NATO’nun Afganistan’daki Kararlı Destek Misyonu konusunda da bazı değişikliklerin söz konusu olabileceği belirtiliyor.
Acaba NATO’nun yeni politikaları ve Afganistan stratejisinde yapılması planlanan değişiklikler, Ankara’da nasıl karşılandı?

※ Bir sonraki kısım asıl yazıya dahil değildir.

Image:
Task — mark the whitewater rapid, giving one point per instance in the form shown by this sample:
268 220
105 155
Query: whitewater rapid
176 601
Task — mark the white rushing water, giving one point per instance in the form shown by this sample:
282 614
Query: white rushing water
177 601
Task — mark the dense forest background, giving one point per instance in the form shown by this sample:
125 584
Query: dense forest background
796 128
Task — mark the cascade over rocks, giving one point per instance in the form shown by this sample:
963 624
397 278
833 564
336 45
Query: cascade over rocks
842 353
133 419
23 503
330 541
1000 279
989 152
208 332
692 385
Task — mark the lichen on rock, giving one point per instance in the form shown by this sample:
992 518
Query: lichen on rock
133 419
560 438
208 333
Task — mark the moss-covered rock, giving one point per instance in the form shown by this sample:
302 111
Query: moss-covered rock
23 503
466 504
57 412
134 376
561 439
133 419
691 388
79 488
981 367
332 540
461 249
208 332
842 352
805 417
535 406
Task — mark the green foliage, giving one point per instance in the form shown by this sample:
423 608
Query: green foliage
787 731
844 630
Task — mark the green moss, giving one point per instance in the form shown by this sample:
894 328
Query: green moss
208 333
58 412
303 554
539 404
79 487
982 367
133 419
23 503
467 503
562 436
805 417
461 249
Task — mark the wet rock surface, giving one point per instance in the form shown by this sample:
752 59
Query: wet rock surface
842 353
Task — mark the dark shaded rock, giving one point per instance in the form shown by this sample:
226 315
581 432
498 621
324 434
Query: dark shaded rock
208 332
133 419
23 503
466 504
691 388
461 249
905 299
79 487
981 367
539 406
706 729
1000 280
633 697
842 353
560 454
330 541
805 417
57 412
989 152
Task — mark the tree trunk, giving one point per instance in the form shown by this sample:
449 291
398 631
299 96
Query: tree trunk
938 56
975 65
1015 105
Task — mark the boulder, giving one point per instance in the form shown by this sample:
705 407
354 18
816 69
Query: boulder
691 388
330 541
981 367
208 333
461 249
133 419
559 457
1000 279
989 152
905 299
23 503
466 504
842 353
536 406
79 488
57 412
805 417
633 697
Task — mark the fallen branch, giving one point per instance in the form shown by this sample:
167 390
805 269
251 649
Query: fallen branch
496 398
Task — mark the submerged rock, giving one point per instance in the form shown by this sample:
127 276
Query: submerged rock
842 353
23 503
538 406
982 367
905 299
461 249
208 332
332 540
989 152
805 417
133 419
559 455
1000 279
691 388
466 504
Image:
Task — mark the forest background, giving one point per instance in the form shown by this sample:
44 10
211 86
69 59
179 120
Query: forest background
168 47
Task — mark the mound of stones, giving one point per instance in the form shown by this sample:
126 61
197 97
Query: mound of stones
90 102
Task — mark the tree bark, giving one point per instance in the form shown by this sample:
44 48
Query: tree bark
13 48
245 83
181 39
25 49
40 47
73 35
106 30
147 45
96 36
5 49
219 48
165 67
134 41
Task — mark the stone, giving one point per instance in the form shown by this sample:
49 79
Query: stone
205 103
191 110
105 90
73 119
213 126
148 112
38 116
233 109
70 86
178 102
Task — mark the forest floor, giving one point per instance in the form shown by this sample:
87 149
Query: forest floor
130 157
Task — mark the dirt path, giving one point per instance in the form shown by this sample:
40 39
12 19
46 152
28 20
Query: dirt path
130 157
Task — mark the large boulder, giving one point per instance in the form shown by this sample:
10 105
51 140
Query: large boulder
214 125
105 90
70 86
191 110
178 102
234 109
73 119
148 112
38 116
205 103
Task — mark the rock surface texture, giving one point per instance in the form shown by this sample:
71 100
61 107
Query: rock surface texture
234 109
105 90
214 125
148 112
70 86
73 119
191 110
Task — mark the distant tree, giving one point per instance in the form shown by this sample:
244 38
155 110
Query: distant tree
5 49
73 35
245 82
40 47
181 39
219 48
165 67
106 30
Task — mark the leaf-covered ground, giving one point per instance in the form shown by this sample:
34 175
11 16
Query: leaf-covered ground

Konuyla ilgili, Sputnik Haber Ajansı’na değerlendirmelerde bulunan TBMM Dışişleri, İçişleri ve Güvenlik ve İstihbarat Komisyonları'nın üyesi Ali Haydar Öner, şunları söyledi:
NATO Genel Sekreteri Jens Stoltenberg, İttifak'ın, Doğu sınırlarında varlığını arttırmaya devam edeceğini açıkladı. Böyle bir yaklaşım bölgede ve genel olarak dünyada silahlanma yarışını arttırmaz mı?
NATO’nun kendi amaçları doğrultusunda faaliyet göstermesi olağan ancak amaçlarını aşan niyetlere girmesi de, üye ülkeleri sıkıntıya sokabilir. Özellikle bulunduğu jeopolitik bölge bakımından sıkıntılı olan Türkiye’nin komşularıyla olan sorunlarını arttıracak nitelikteki yaklaşımlar uygun olmaz. NATO’nun amaçlarıyla bağdaşmayan hususlar, dış saldırı olmaksızın gündeme gelecek yeni yaklaşımlar, NATO’nun amaçlarına aykırı olur. O bakımdan çok dikkatli olmak lazım. Irak yeterince karıştırıldı. Suriye yeterince karıştırıldı. Bölgede savaş ve çatışma ortamının derinleştirilmesi, mezhep yaklaşımlı organizasyonlara girilmesi, devletlerin iç işlerine karışma anlamına gelecek eylemler, NATO’nun amaçlarıyla bağdaşmaz.
NATO, Afganistan’dan 2016’da çıkacaktı. Ancak şimdi duyuyoruz ki, uzun vadeli olarak orada kalmayı planlıyor. Bu tutarsızlığın sebepleri nelerdir?
NATO, Afganistan’daki hedeflerine ulaşamadı. Taliban güçlerinin aldığı destek ve radikal İslamcı örgütlerin İslam ile bağdaşmayan çizgileri, ciddi sorunlar yarattı. Bu nedenle İslamofobiye girmeden makul çözümler bulmak, sağduyulu gruplarla işbirliği yapmak gerekiyor. Zaman zaman bu doğrultuda çabalar artıyor, zaman zaman da sağduyudan uzaklaşıldığı görülüyor. Halkın değerlerine saygı göstererek ama İslami anlayışla bağdaşmayan örgütleri zayıflatacak politikalar uygulanmalı.